En este intento congresal fallido, con apenas ocho voces deliberantes, en la esterilidad de diez reuniones pequeñas y retóricas se firma un acuerdo, un débil tratado y el convenio consiguiente, que queda en letra muerta, pues solo apenas lo ratifica Colombia, y el que nunca alcanzó ejecución. Cuatro invitados con delegaciones mínimas asistieron a tal convite, o sea el Perú, que va con recelo y desconfianza a esta epopeya bolivariana, Colombia, Centroamérica y Méjico, y siete en total, incluyendo dos débiles observadores, no significa nada para la representación de un continente.

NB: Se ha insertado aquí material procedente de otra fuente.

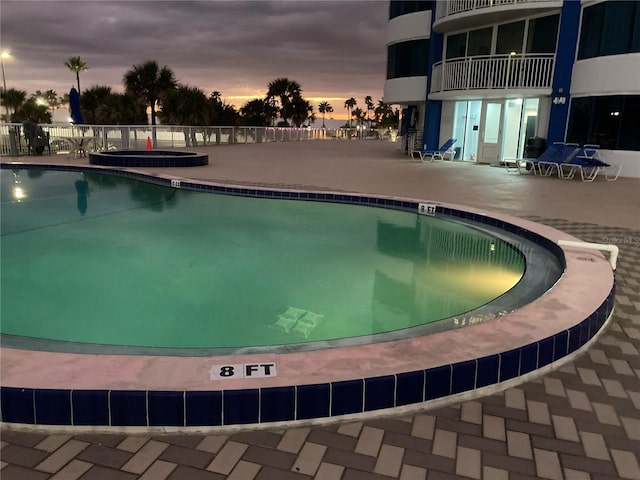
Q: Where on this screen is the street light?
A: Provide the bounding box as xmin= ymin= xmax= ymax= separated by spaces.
xmin=1 ymin=51 xmax=11 ymax=122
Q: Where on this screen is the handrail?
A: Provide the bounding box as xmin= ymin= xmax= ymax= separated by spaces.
xmin=557 ymin=240 xmax=619 ymax=271
xmin=431 ymin=53 xmax=555 ymax=93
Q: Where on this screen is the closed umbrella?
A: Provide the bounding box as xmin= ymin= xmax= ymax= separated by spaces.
xmin=69 ymin=87 xmax=84 ymax=124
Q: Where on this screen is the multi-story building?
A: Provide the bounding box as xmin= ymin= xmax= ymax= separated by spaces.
xmin=384 ymin=0 xmax=640 ymax=177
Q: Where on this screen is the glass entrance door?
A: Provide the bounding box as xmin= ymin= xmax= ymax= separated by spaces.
xmin=478 ymin=101 xmax=503 ymax=164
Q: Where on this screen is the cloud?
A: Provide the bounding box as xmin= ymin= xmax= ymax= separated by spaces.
xmin=1 ymin=0 xmax=389 ymax=109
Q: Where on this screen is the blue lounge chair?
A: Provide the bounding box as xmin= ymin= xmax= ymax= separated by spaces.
xmin=559 ymin=145 xmax=622 ymax=182
xmin=504 ymin=142 xmax=567 ymax=174
xmin=536 ymin=143 xmax=580 ymax=176
xmin=411 ymin=138 xmax=457 ymax=162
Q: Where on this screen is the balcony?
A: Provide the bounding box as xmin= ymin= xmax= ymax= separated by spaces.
xmin=430 ymin=54 xmax=555 ymax=98
xmin=433 ymin=0 xmax=561 ymax=33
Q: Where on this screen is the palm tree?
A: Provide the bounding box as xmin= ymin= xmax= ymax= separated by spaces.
xmin=240 ymin=98 xmax=275 ymax=126
xmin=364 ymin=95 xmax=374 ymax=128
xmin=318 ymin=101 xmax=333 ymax=128
xmin=123 ymin=61 xmax=177 ymax=126
xmin=64 ymin=56 xmax=88 ymax=93
xmin=266 ymin=77 xmax=302 ymax=126
xmin=81 ymin=85 xmax=113 ymax=124
xmin=344 ymin=97 xmax=357 ymax=128
xmin=159 ymin=85 xmax=210 ymax=146
xmin=0 ymin=88 xmax=26 ymax=121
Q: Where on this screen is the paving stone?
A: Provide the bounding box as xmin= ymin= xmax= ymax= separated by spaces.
xmin=399 ymin=463 xmax=427 ymax=480
xmin=411 ymin=414 xmax=435 ymax=440
xmin=374 ymin=444 xmax=404 ymax=477
xmin=232 ymin=431 xmax=281 ymax=449
xmin=544 ymin=378 xmax=567 ymax=397
xmin=291 ymin=442 xmax=325 ymax=476
xmin=168 ymin=465 xmax=224 ymax=480
xmin=307 ymin=429 xmax=357 ymax=451
xmin=591 ymin=402 xmax=621 ymax=426
xmin=482 ymin=465 xmax=508 ymax=480
xmin=76 ymin=444 xmax=133 ymax=469
xmin=611 ymin=449 xmax=640 ymax=480
xmin=227 ymin=460 xmax=261 ymax=480
xmin=552 ymin=415 xmax=580 ymax=442
xmin=455 ymin=446 xmax=481 ymax=479
xmin=533 ymin=448 xmax=563 ymax=480
xmin=117 ymin=436 xmax=151 ymax=453
xmin=323 ymin=447 xmax=376 ymax=472
xmin=563 ymin=468 xmax=592 ymax=480
xmin=206 ymin=441 xmax=248 ymax=475
xmin=34 ymin=435 xmax=72 ymax=453
xmin=243 ymin=444 xmax=296 ymax=470
xmin=197 ymin=435 xmax=229 ymax=454
xmin=432 ymin=429 xmax=457 ymax=459
xmin=579 ymin=431 xmax=611 ymax=460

Como acierta el académico Truman y el jurista colombiano Posada Gutiérrez, ello demuestra que Bolívar en el fondo y ante tantos desengaños obtenidos, no era admirador de la integración tiempo atrás por él emprendida, y al revés, cambiando los espacios geográficos se pretende satelizar al Perú, desplazándose la cuna del poder a Bogotá, con el conocido rechazo bolivariano apropiado en el Río de La Plata y los estados colindantes, de aquí que el propio Libertador Bolívar exprese, en forma quimérica: “Su poder será una sombra y sus decretos, consejos, nada más”. Al final de estas minisesiones el Presidente de la Asamblea , peruano Manuel Lorenzo Vidaurre, adulador y luego enemigo acérrimo de Bolívar, defecciona de ese congresillo vago, sin vigilia ni norte, , mientras en la zozobra del disparate se decide proseguir los galanteos retóricos en el burgo de Tacubaya, cerca de la ciudad de México y bien lejos de cualquier atracción bolivariana como árbol marchito, el desinterés consiguiente y las gestiones adversas a tal fin del ministro americano en esa capital, Joel Roberts Poinssett, no se volvió a tocar el tema, habiendo fracasado tal proyecto.